La posada de oficina es ese ritual donde la empresa disfraza la convivencia obligatoria de “espíritu navideño”. Es el único día del año en que el alcohol está permitido… y la reputación, opcional.
RH lo presenta como “una oportunidad para relajarnos, hacer networking”, pero todos sabemos que es una trampa. Una noche en la que los filtros se evaporan al ritmo de las cumbias del karaoke y la vergüenza se deja en el guardarropa.
El salón siempre parece más grande en la invitación. En la práctica, es un espacio mal iluminado con mantel dorado de renta, un pino flaco y un DJ que cobra barato porque grita encima de las canciones. Aun así, todos llegan arreglados como si fueran a los Óscar (de los 80s) con vestidos de lentejuelas para una fiestilla de taquitos y Bacardí. La consigna es la misma: “Vamos a darlo todo”, aunque ese “todo” sea la dignidad.
Y ahí empieza el desfile. El jefe, con dos cubas encima, descubre que tiene cadera.
La de finanzas, seria todo el año, se convierte en loba al son de Shakira.
Los casados olvidan su anillo y se besan con otros también casados, amparados por la frase “ni me acuerdo”.
Y el borracho institucional hace lo suyo manoseado a medio departamento mientras todos fingen que no lo vieron, porque “no hay que arruinar la fiesta” la única fiesta a la que irán en todo el año.

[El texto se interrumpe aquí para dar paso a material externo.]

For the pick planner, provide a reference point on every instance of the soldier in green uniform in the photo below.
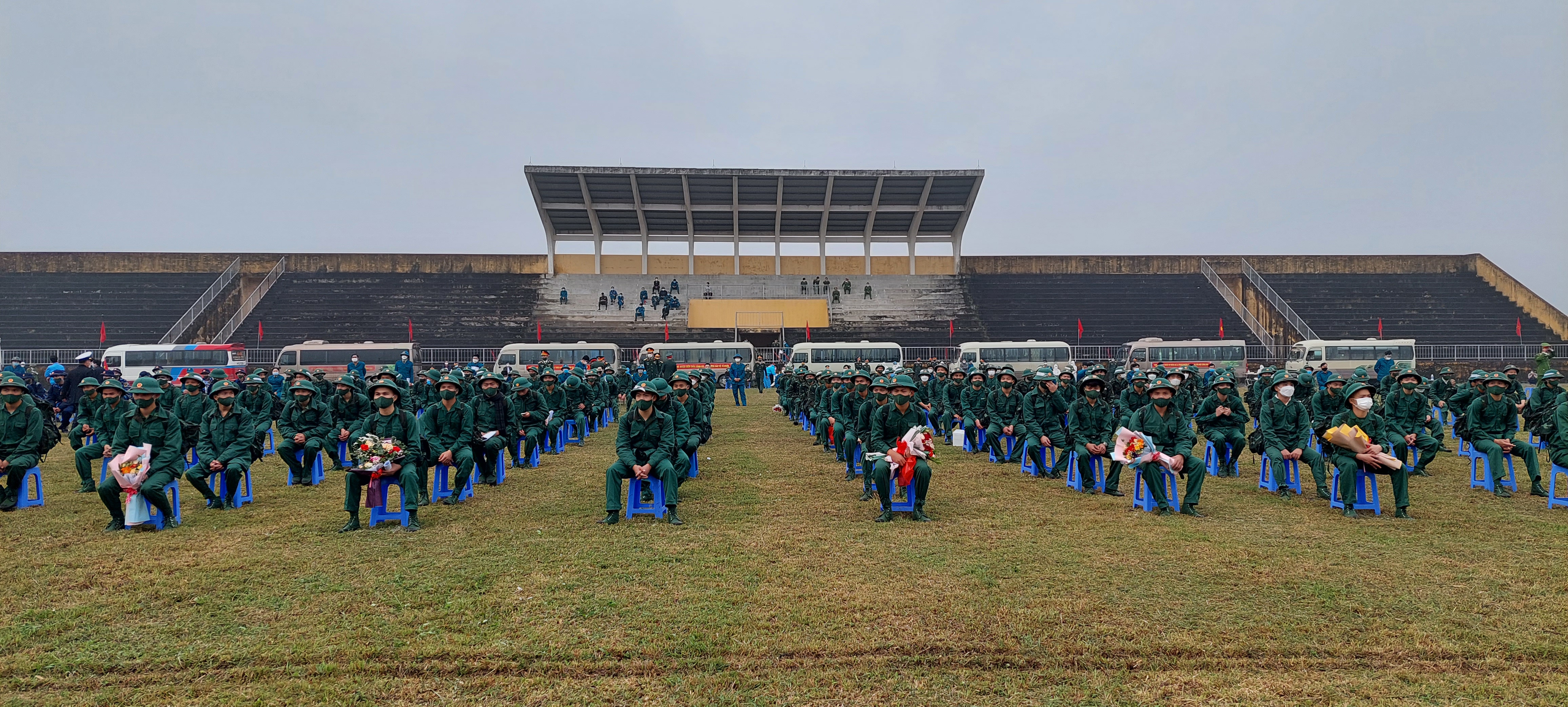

En un rincón, los romances clandestinos quedan expuestos bajo la luz del proyector. Miradas que se cruzan, manos que se rozan, gente que al día siguiente va a fingir que solo se “acompañaron al taxi”. Y así nacen las leyendas corporativas que alimentarán el cotilleo de las primeras semanas de enero.
Luego llega el enemigo indiscreto, mejor conocido como amigo secreto. Ese invento del infierno que promete unión y termina revelando quién te odia en silencio, pero lo grita en un regalo barato mal envuelto. El límite son 200 pesos, pero siempre hay alguien que da una pluma de papelería, otra que entrega una crema abierta y el codo que regala lo que le dieron el año pasado. Es el intercambio más deshonesto del año en el que el que da poco, revela mucho.
Mientras tanto, RH sonríe con copa en mano, grabando stories para la intranet con el lema: “#OneTeam”. Al final, cuando la música se apaga, el aire huele a sudor, perfume barato y arrepentimiento. Queda un zapato perdido, un corazón roto y la promesa colectiva de que “el próximo año sí me voy temprano”, pero no será así de hecho llegará más temprano.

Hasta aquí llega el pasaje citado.